Research has demonstrated the importance of early literacy outcomes for a wide range of long‐term outcomes, including high school graduation, and experts assert the importance of ensuring all students learn to read by Grade 3. The following report presents instructional strategies and interventions to support literacy development in elementary school students. The report includes three sections:
- Section I presents an overview of the research supporting the importance of early literacy and benchmarks for literacy in elementary school.
- Section II reviews research on effective instructional practices for improving elementary school literacy outcomes.
- Section III reviews 17 literacy interventions deemed effective by the What Works Clearinghouse (WWC). The Independent Reading Level Assessment (IRLA) is also discussed.
- The research identifies several instructional strategies as having a beneficial impact on elementary‐level literacy outcomes. Particularly effective practices include introducing phonemic awareness and phonics instruction early on in elementary school; explicitly teaching reading comprehension strategies as students begin to read independently; and making the context for literacy instruction motivational and engaging for learners. Several other strategies (vocabulary instruction, guided oral reading, focused discussions of text, and selection of texts that support comprehension development) may be effective but are not as robustly supported by a research base.
- Phonemic awareness and phonics instruction are identified as effective strategies for improving literacy outcomes in students, particularly those in kindergarten and Grade 1. The National Reading Panel reviewed 52 studies of phonemic awareness instruction, where children are taught to recognize and use sounds that comprise words. It found that this instructional approach improved literacy outcomes for students, especially those in kindergarten. The Panel reviewed 38 studies of phonics instruction – the application of phonemic knowledge to reading, spelling, and understanding words – and found that it produced positive effects on literacy development, particularly when it began in kindergarten or Grade 1.
- The evidence suggests that engaging and motivating reading and literacy instruction can positively impact literacy outcomes for students in Grades K through 5. The What Works Clearinghouse reviewed 14 studies that examined this recommendation, 10 of which found that motivating and engaging instruction can improve students’ reading comprehension. Specific recommendations for instruction include explaining the purpose of each lesson; highlighting the utility of various comprehension strategies; empowering each student to work towards becoming a successful reader; and choosing engaging texts to deliver comprehension instruction.
- Many, if not all of the findings presented above are relevant and applicable strategies for supporting literacy development for learners with low socioeconomic statuses (SES). Research indicates that low‐SES learners enter school with literacy skills that are less developed than their mid‐ and high‐SES peers. Therefore, it may be important to identify and support struggling readers early in their school careers. However, the strategies employed to improve literacy outcomes for middle‐ and high‐SES students do not necessarily differ significantly from those used to low‐SES learners.
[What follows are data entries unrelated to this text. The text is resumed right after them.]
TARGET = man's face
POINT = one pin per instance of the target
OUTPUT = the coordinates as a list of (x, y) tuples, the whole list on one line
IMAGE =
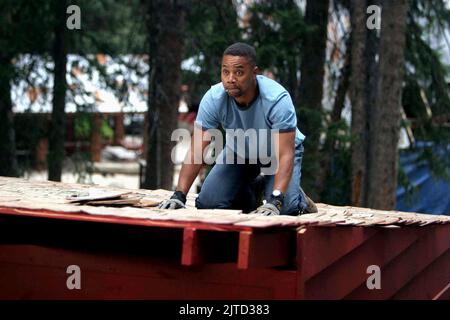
[(238, 75)]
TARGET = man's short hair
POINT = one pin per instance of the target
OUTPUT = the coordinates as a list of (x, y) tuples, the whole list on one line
[(241, 49)]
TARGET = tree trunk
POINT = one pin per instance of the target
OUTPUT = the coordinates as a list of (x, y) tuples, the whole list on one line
[(338, 105), (357, 96), (311, 89), (8, 161), (385, 120), (57, 132), (165, 23)]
Phonics, comprehension strategy, and engaging instruction are effective strategies for low‐SES students.
- While English Language Learners may benefit from some of the general instructional strategies presented above, many may need instructional support targeted to non‐native English speakers. The What Works Clearinghouse applied its stringent evidence criteria to research on this subject and identified four instructional strategies particularly useful for improving literacy outcomes for ELLs in elementary school. These include: explicit academic vocabulary instruction; integration of language instruction into content‐area instruction; providing ample opportunities for writing practices; and assigning struggling readers to targeted interventions in a timely manner.
- The What Works Clearinghouse identified 17 instructional interventions to be effective for improving literacy outcomes in K‐5 students. In general, interventions focus on developing phonological awareness and the strategies needed for reading comprehension. These basic aspects are present in interventions at all grade and ability levels, although they are modified to suit the specific knowledge and skills appropriate for each grade.
- Research may indicate that the Independent Reading Level Assessment Framework (IRLA) has a positive impact on literacy outcomes, but results should be interpreted with caution as IRLA‐related research does not appear to meet rigorous research standards, such as those used by the What Works Clearinghouse.